COMPLAS 2025

702 - Automatic Learning Of Constitutive Relations In Solid Mechanics

Organized by: E. Baranger (LMPS - CNRS, France), L. Chamoin (Université Paris-Saclay, CentraleSupélec, ENS Paris-Saclay, France) and L. De Lorenzis (Department of Mechanical and Process Engineering, ETH Zürich, Switzerland)
Keywords: Data-driven approaches, Nonlinear behaviour, physics enhanved machine learning
The art of modeling in mechanics of solid materials, quite often guided by the general principles of thermodynamics, is mainly a craft where the researcher or the engineer is seeking a good description (variables and functions) of a partially observed phenomenon. This active field of research has been recently renewed with the help of machine learning tools, especially neural networks and sparse or symbolic regression. This session aims to overview the topic of automatic learning of constitutive relations in solid mechanics. Applications, as well as more fundamental research, are welcome. In the literature, two main applications are currently developed: synthesizing macroscopic constitutive relations of numerical representative volume elements, and modeling macroscopic stress-strain curves; this mini-symposium includes, but is not limited to these applications. Note that, while synthetic data are most often used, the evaluation of strategies based on real data obtained from various experimental techniques is highly welcome.
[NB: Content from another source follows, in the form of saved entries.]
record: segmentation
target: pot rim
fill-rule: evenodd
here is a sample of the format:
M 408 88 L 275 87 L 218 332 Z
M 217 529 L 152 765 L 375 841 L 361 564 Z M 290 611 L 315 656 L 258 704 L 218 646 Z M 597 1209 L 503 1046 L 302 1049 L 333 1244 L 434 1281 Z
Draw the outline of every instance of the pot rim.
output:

The different topics covered by this session are related to the following keywords: - Data: synthetic/real data, frugality, informational content… - Learning strategies: supervised, unsupervised, reinforcement learning… - Physics framework and integration: GENERIC, PINN, PANN, TANN… - AI: dedicated loss functions, structure, initialization, hyper-parameter tuning, explicability, robustness… The experimental/model/simulation triptyc being a whole, the interactions between the modeling itself and experimental or simulation constraints are of interest in this session.